Del resto in materia di commissari, il centrodestra tende a incartarsi con facilità, come testimonia un’altra vicenda, meno drammatica ma altrettanto significativa: il continuo rinvio della nomina dei vertici di Inps e Inail. Pasquale Tridico e Franco Bettoni sono stati rimossi con il decreto Enti da oltre un mese, sono ufficialmente presidenti commissariati, ma senza un commissario al loro posto. Il termine per l’indicazione di un nome era fissato per il 31 maggio.
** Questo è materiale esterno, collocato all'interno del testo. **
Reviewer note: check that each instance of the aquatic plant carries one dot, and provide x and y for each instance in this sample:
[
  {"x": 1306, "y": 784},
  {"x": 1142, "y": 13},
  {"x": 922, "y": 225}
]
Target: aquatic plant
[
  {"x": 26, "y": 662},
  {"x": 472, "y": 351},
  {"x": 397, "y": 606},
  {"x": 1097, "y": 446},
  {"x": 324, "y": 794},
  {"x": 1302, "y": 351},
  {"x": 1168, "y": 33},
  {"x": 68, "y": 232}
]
Tra un litigio e l’altro ne sono stati bruciati in sequenza e dal governo si sono affannati a specificare che la scadenza indicata dal decreto non fosse perentorio. Intanto sui tavoli dei due istituti si accumulano faldoni e dossier, ci sono convenzioni da vagliare, assunzioni da portare avanti, risposte da fornire agli altri enti. Invece si va avanti solo con l’ordinaria amministrazione.

Lollobrigida in declino

La contesa non è solo relativa alla presidenze: in ballo ci sono i due posti di direttore generale decaduti con l’intero cda, con una forzatura senza precedenti. I ruoli in genere erano sempre stati distinti. Ma il partito di Meloni non ne vuol sapere: sotto la regia del ministro Francesco Lollobrigida, puntava inizialmente a piazzare all’Inps come presidente Mauro Nori, attuale capo gabinetto della ministra del Lavoro, Marina Elvira Calderone, e Fabio Vitale, direttore dell’Agea (agenzia che eroga risorse alle imprese agricole) proprio dietro indicazione di Lollobrigida, nelle vesti di direttore generale. Le alternative a Vitale erano altri due dirigenti d’area meloniana: Enzo D’Amato e Valeria Vittimberga.

Alla Lega sarebbe andata solo la presidenza dell’Inail e l’altro dg sempre a FdI. Il banco è saltato prima per gli scontri interni a Fratelli d’Italia, che hanno azzoppato il progetto di Lollobrigida in parziale declino nelle gerarchie di governo, e poi per i litigi con la Lega, che vorrebbe due delle caselle disponibili tra presidenze e direzioni generali. Il risultato è la paralisi da spartizione.

Con l’ex senatore Maurizio Castro l’avvocato Gabriele Fava in corsa per l’Inps e Stefano Cervone in pole per l’Inail. Ma di questi tempi nemmeno i diretti interessati sanno cosa può accadere davvero. Con la fame di poltrone che porta al digiuno.